Note: The Backward_compatibility cipher set should be used as a last resort only.
  • WUI: This is the default cipher set used by the administrative user interface. It can be changed by using the controls under Certificates & Security > Admin WUI Access.
  • FIPS: This set contains only ciphers that conform to Federal Information Processing Standards (FIPS) 140-2 level 1 standard and should be used only in those deployments that require it.
  • Legacy: This cipher set is provided solely for upgrade compatibility for legacy LoadMaster firmware versions (v7.0-10 and previous). After upgrade to a modern version of LoadMaster, it is recommended to choose a more secure cipher set.
  • Null_Ciphers: This cipher set contains what are called 'null ciphers', which do not provide any cryptographic protection, but rather depend on the application to provide it. In general, use these ciphers only if required by the application and if that application provides independent cryptographic protection.
  • ECDSA_Default: This cipher set includes only cipher sets that use elliptical curve cryptography and is recommended for those deployments that require EC cryptography.
  • ECSDA_BestPractices: This is a modified version of the ECDSA_Default set that includes only those ciphers that conform to the Common Criteria standards.

To find out what ciphers are in each cipher set, go to Certificates & Security > Cipher Sets. Select the relevant Cipher Set. Two lists are displayed – Available Ciphers and Assigned Ciphers. These lists can be filtered by typing some text into the Filter text boxes provided.
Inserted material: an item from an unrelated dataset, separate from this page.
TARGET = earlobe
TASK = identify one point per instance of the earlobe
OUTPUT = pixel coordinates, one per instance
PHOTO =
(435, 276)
The Filter text boxes will only allow you to enter valid text which is contained in the cipher names, for example ECDHE. If invalid text is entered, the text box will turn red and the invalid text is deleted.

Ciphers can be dragged and dropped to/from the Available and Assigned lists as needed. Ciphers which are already assigned will appear grayed out in the Available Ciphers list.

Note: Progress Kemp reserves the right to change the contents of these cipher sets at any time in response to changes in industry security standards and best practices.

Clicking the Modify Cipher Set button in the SSL Properties section in the Virtual Service modify screen will bring you to the Cipher Set Management screen. This screen allows you to create new and modify existing custom cipher sets.

Note: When you create or modify a custom cipher set, the LoadMaster restarts the SSL services to apply the updated configuration. As part of this process, all affected Virtual Services are temporarily stopped and restarted.

This behavior is expected and can cause a brief interruption to client connections while the configuration change is applied. To minimize impact in production environments, we recommend:

  • Creating and testing new cipher sets on a non‑production LoadMaster first.

  • Scheduling cipher set changes during a maintenance window.

Starting with version 7.2.37, when re-encryption is enabled, the TLS version that can be negotiated between the LoadMaster and the Real Servers behind it are no longer constrained by the TLS version settings configured on the client side. All TLS versions and ciphers that are supported on the LoadMaster can be negotiated without restriction by Real Servers. In this way, the LoadMaster can, for example, provide strict security for client-side application access and still support server-side connections to legacy servers that only support specific, less secure, TLS versions, and ciphers. This is illustrated in the example below.

Server connections are only restricted by the configuration of the Real Servers, regardless of the TLS version selected on the client side. Each Real Server can be configured independently of the others. The LoadMaster negotiates connections according to the requirements of each Real Server.